No hace mucho, un empresario conocido por su fábrica de papel higiénico abrió una sucursal del Banco Económico en San Ignacio de Velasco. Envié a un padrecito para la bendición, porque no podía llegar a tiempo. Al final me presenté para felicitarlo y le comenté:

—“¡Cuánto quisiera poder usar en Bolivia un buen papel higiénico como el Charmin Ultra Fuerte Ultra Suave de Estados Unidos!”

Me respondió:

—“Nosotros hacemos uno mejor: Finesse.”

Entonces mandé comprarlo para mi propio baño. Después de probar el producto, lamento decir que lo dicho por el exitoso empresario fue pura... bueno, pura michi. Perdón.

Hemos aguantado interminables discursos cargados de material fecal, llenando al ignorante de odio para que crea que todos sus males provienen del racismo, del separatismo, del saqueo o de un colonialismo ya inexistente. Como decía Jesús: “Son ciegos que guían a otros ciegos. Pero si un ciego guía a otro, los dos caerán en un pozo” (Mt 15,14); a lo mejor, será un pozo ciego. “Del corazón proceden las malas intenciones, los homicidios, los adulterios, las fornicaciones, los robos, los falsos testimonios y las difamaciones” (Mt 15,19).

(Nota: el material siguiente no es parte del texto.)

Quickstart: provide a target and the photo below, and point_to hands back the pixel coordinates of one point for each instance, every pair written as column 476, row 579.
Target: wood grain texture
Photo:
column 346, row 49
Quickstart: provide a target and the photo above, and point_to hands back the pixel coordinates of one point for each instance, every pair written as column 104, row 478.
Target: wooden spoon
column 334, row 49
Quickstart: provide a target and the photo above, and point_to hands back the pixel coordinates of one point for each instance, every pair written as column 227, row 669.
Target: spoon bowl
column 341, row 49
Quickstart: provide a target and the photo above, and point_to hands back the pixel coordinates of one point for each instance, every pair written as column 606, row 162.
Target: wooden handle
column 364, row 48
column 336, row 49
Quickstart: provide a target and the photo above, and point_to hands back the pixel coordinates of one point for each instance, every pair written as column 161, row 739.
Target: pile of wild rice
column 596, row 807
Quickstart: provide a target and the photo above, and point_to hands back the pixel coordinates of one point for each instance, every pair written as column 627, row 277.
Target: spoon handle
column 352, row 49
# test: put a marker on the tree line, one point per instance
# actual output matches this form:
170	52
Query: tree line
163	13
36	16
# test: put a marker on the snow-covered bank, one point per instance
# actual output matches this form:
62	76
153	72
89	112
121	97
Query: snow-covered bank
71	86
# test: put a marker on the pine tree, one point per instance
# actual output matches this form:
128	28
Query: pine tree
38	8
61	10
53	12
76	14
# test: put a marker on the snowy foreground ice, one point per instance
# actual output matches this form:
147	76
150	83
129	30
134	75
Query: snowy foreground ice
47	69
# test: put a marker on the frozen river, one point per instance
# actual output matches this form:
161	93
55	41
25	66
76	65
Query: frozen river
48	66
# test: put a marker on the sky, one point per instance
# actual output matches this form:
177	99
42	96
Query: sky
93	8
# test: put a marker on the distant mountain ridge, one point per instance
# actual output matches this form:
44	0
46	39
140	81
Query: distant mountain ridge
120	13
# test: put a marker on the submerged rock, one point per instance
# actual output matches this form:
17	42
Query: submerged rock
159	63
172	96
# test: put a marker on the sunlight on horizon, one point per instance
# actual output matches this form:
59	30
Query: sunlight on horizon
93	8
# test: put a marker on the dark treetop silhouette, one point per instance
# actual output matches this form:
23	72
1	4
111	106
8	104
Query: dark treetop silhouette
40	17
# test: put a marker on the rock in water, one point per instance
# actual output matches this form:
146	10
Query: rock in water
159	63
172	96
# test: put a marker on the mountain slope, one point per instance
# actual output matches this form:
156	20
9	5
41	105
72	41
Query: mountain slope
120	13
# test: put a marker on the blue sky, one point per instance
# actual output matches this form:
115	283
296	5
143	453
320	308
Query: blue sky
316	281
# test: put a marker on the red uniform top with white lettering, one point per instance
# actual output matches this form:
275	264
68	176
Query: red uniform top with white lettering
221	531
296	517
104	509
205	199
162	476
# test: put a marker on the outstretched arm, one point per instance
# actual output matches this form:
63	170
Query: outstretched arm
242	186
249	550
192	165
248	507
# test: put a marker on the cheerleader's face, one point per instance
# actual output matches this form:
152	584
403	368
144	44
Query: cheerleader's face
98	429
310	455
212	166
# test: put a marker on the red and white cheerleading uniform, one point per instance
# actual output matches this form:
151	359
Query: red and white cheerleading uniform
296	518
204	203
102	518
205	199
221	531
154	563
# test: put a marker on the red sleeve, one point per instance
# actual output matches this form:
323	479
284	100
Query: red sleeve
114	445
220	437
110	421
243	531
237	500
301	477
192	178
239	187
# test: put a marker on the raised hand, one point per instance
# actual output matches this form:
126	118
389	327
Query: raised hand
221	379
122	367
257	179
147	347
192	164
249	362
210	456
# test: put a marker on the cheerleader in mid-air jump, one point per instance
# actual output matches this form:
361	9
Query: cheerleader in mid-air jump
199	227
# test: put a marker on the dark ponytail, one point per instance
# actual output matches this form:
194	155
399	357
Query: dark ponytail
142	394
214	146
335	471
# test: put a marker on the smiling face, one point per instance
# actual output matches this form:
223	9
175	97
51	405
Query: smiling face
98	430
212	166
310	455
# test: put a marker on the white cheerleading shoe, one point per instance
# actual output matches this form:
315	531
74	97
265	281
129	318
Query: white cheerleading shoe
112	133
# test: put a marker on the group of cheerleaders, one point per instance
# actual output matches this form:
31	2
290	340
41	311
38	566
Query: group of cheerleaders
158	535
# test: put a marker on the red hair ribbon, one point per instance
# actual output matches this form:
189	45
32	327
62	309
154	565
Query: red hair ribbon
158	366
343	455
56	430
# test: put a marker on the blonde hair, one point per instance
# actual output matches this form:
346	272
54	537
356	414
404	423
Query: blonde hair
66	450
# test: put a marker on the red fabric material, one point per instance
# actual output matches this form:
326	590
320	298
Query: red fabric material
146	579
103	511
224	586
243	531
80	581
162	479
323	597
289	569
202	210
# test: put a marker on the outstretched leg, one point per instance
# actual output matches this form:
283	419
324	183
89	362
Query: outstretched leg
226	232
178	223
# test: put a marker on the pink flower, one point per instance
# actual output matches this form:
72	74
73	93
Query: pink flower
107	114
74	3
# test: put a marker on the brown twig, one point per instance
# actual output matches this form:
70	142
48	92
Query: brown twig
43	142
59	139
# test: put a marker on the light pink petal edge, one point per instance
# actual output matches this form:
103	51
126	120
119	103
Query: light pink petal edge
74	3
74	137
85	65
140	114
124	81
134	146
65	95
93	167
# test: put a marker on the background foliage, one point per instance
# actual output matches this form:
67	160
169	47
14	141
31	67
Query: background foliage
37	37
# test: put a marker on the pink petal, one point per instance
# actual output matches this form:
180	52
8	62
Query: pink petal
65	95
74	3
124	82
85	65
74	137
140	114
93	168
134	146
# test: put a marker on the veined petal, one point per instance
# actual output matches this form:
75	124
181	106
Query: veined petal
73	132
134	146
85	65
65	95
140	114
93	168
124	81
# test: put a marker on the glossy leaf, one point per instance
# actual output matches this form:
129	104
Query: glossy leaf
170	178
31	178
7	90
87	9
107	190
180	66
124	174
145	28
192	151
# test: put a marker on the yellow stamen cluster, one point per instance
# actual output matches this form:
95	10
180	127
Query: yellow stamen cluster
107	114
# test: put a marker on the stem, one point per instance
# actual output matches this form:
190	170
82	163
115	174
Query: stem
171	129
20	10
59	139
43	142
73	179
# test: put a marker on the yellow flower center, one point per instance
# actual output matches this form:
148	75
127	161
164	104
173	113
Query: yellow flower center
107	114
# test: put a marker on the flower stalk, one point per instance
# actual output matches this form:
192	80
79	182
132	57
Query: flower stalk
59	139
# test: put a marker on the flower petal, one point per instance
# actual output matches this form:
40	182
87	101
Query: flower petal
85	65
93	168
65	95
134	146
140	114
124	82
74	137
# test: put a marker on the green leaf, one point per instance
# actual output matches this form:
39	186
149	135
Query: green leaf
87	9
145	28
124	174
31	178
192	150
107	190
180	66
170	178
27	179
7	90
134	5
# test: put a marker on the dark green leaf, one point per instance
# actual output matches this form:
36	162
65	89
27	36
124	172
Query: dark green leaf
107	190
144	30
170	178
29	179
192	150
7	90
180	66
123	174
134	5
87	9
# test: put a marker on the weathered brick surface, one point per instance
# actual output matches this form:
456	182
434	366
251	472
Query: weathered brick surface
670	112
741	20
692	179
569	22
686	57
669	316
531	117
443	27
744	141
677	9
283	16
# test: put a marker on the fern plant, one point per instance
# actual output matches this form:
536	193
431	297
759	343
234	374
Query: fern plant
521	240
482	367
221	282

¿Acaso el papel de la justicia no es higiene social? La alcantarilla de nuestra justicia está completamente trancada. Y quienes están sentados en sus tronos no se dan cuenta de que ellos mismos necesitan hacerse un buen análisis coproparasitológico para entender por qué están ensuciando no solo sus despachos, sino toda la nación.

Felicitamos a Rodrigo Paz y Edmundo Lara por su victoria en la elección para gobernar Bolivia. Es evidente que el pueblo boliviano quiere que, entre sus muchas responsabilidades, asuman un papel higiénico. Fue precisamente eso lo que lanzó al capitán Lara a la política, cuando se trancaron los inodoros de la Policía. En vez de ayudarlo con un desatascador, el comandante intentó encerrarlo en el baño con la llave de Holguín, mientras seguía acumulándose toda esa hedionda materia fecal que producía la institución bajo su mando.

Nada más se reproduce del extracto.